9. D'autre part, il est constant que le séjour de M. B... - à Papeete du 11 avril 1970 au 15 mai 1972 puis à Mururoa, du 15 juillet 1980 au 16 juillet 1981, du 16 novembre 1987 au 30 novembre 1988 et du 22 novembre 1993 au 3 décembre 1994 - a été contemporain de treize essais nucléaires de type atmosphérique réalisés à Mururoa et Fangataufa entre le 15 mai 1970 et le 14 août 1971. Il résulte de l'instruction que M. B... n'a pas bénéficié d'une surveillance suffisante concernant les risques d'exposition interne ou externe permettant d'apprécier sa potentielle exposition totale. En effet, en l'absence de dosimétrie individuelle externe ou interne par tout examen de contrôle pratiqué sur l'intéressé entre le 15 mai 1970 au 14 août 1971, il ne peut être totalement exclu qu'il ait fait l'objet d'une contamination externe cutanée ou d'une contamination interne par quelque voie que ce soit.
10. Par conséquent, l'administration, à qui incombe la charge de la preuve, ne peut être regardée comme apportant des éléments suffisants de nature à établir que la pathologie dont est décédé l'intéressé résulterait exclusivement d'une cause étrangère à l'exposition aux rayonnements ionisants due aux essais nucléaires, en particulier parce qu'il n'aurait subi aucune exposition à de tels rayonnements.

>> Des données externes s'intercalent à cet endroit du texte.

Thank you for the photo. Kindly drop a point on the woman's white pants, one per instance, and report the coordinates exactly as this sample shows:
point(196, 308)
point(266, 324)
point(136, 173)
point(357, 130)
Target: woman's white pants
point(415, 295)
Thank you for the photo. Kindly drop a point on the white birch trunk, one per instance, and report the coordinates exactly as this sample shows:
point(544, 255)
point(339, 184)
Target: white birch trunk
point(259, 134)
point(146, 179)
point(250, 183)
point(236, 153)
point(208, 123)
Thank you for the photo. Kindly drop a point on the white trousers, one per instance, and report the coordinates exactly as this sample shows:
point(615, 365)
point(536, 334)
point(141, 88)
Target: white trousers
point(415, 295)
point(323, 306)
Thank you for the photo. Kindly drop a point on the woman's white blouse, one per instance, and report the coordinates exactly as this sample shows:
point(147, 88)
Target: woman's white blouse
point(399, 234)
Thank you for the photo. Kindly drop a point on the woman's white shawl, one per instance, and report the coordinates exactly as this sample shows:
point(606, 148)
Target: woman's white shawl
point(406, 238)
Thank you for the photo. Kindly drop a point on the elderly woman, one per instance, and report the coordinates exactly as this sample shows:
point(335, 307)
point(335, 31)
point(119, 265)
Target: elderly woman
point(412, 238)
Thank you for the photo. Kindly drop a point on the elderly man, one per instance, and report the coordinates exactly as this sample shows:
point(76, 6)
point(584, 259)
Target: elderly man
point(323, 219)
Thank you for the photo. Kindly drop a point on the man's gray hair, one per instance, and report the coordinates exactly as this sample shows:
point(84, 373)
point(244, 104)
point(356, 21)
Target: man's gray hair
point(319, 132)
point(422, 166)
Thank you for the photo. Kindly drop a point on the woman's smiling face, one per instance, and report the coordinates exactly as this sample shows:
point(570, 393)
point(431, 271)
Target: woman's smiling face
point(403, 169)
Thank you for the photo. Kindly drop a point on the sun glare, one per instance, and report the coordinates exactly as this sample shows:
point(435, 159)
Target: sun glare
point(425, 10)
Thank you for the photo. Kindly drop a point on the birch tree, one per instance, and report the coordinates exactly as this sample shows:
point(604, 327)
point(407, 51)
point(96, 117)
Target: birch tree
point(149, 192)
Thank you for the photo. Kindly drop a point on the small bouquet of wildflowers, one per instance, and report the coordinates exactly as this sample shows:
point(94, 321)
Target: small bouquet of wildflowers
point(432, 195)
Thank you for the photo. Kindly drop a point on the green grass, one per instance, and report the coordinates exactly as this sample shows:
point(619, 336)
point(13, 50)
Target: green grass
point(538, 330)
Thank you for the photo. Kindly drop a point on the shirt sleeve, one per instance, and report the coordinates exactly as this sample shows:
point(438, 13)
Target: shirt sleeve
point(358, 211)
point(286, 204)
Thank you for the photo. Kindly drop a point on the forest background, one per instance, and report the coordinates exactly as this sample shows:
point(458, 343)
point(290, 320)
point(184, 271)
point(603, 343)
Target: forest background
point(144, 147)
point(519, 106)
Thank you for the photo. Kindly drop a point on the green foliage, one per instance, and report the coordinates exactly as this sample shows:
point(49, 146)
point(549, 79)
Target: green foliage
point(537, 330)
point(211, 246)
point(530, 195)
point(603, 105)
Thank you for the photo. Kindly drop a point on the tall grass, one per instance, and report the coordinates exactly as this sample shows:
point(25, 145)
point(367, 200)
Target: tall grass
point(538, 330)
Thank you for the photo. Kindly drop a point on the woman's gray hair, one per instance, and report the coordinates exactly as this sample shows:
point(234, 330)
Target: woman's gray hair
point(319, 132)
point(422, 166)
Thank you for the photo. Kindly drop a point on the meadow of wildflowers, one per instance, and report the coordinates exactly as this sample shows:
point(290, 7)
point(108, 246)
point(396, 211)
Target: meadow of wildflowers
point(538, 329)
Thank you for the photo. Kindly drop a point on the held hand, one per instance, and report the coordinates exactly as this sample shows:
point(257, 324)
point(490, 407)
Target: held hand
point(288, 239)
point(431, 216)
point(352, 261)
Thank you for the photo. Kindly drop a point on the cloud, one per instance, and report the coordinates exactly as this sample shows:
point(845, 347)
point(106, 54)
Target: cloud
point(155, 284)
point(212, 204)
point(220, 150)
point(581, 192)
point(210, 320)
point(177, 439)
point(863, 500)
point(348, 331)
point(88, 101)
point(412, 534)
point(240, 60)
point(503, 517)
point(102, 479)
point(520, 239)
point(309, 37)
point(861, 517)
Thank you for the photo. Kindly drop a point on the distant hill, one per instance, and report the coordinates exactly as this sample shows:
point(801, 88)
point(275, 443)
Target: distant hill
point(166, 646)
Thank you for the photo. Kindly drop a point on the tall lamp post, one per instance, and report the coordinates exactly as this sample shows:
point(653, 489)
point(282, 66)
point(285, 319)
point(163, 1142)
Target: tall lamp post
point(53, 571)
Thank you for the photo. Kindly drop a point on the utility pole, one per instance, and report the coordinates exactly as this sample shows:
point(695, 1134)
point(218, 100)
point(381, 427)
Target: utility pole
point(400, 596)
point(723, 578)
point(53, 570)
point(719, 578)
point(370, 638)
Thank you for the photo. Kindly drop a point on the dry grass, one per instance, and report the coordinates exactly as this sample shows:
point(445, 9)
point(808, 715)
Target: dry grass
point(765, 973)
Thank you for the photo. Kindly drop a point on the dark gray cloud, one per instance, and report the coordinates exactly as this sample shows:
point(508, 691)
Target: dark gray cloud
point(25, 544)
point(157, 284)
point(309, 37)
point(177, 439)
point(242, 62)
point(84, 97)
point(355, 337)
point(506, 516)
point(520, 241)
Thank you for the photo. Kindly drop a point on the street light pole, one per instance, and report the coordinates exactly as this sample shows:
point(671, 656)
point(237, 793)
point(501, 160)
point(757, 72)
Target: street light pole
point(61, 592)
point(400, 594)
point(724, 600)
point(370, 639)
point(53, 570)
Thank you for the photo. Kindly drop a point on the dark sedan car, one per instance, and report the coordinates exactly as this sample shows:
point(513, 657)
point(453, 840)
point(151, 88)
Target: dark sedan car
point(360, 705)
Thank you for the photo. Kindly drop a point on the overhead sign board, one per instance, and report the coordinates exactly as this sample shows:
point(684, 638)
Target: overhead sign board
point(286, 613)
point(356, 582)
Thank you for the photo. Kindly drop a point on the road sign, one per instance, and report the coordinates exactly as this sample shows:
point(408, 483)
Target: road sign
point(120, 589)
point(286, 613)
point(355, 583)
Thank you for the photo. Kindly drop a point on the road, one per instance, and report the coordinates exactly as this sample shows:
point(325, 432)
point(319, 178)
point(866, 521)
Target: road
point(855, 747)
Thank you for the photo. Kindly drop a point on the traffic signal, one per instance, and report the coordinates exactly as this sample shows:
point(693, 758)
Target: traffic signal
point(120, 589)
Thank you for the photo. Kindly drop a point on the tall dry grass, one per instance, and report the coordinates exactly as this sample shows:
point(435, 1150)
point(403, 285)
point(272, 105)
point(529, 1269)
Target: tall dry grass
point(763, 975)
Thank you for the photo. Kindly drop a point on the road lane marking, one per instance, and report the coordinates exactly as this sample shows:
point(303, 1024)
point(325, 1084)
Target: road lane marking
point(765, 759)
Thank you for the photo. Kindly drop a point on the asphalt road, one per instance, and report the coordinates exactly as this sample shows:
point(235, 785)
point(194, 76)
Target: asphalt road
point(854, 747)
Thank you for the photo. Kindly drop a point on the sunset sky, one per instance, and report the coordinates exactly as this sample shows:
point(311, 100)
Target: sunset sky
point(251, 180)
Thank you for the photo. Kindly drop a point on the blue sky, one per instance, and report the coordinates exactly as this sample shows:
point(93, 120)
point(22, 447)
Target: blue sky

Dès lors, la présomption de causalité prévue par la loi n'est pas renversée de sorte que c'est à juste titre que les premiers juges ont considéré que Mme H... veuve B... était fondée à demander l'annulation de la décision du 3 septembre 2018 du CIVEN.
11. Il résulte de ce qui précède que le CIVEN n'est pas fondé à soutenir que c'est à tort que, par le jugement attaqué, le tribunal administratif de Toulon a annulé sa décision du 3 septembre 2018 et a ordonné, avant dire droit sur les conclusions indemnitaires de la requérante, une mesure d'expertise médicale.
Sur les frais liés au litige :
12. Dans les circonstances de l'espèce, il y a lieu de faire droit aux conclusions de Mme H... veuve B... présentées sur le fondement des dispositions de l'article L. 761-1 du code de justice administrative, et de mettre à la charge du CIVEN la somme de 2 000 euros au titre des frais exposés par elle à l'occasion du litige.
D É C I D E :
Article 1er : Le recours du comité d'indemnisation des victimes des essais nucléaires est rejeté.
Article 2 : Le comité d'indemnisation des victimes des essais nucléaires versera à
Mme H... veuve B... une somme de 2 000 euros au titre de l'article L. 761-1 du code de justice administrative.
Article 3 : Le présent arrêt sera notifié au comité d'indemnisation des victimes des essais nucléaires et à Mme F... H... veuve B....
Copie en sera transmise à l'expert et à la ministre des armées.
Délibéré après l'audience du 11 février 2020, où siégeaient :
- M. A..., président rapporteur
- M. d'Izarn de Villefort, président assesseur,
- Mme E..., première conseillère.
Lu en audience publique, le 3 mars 2020.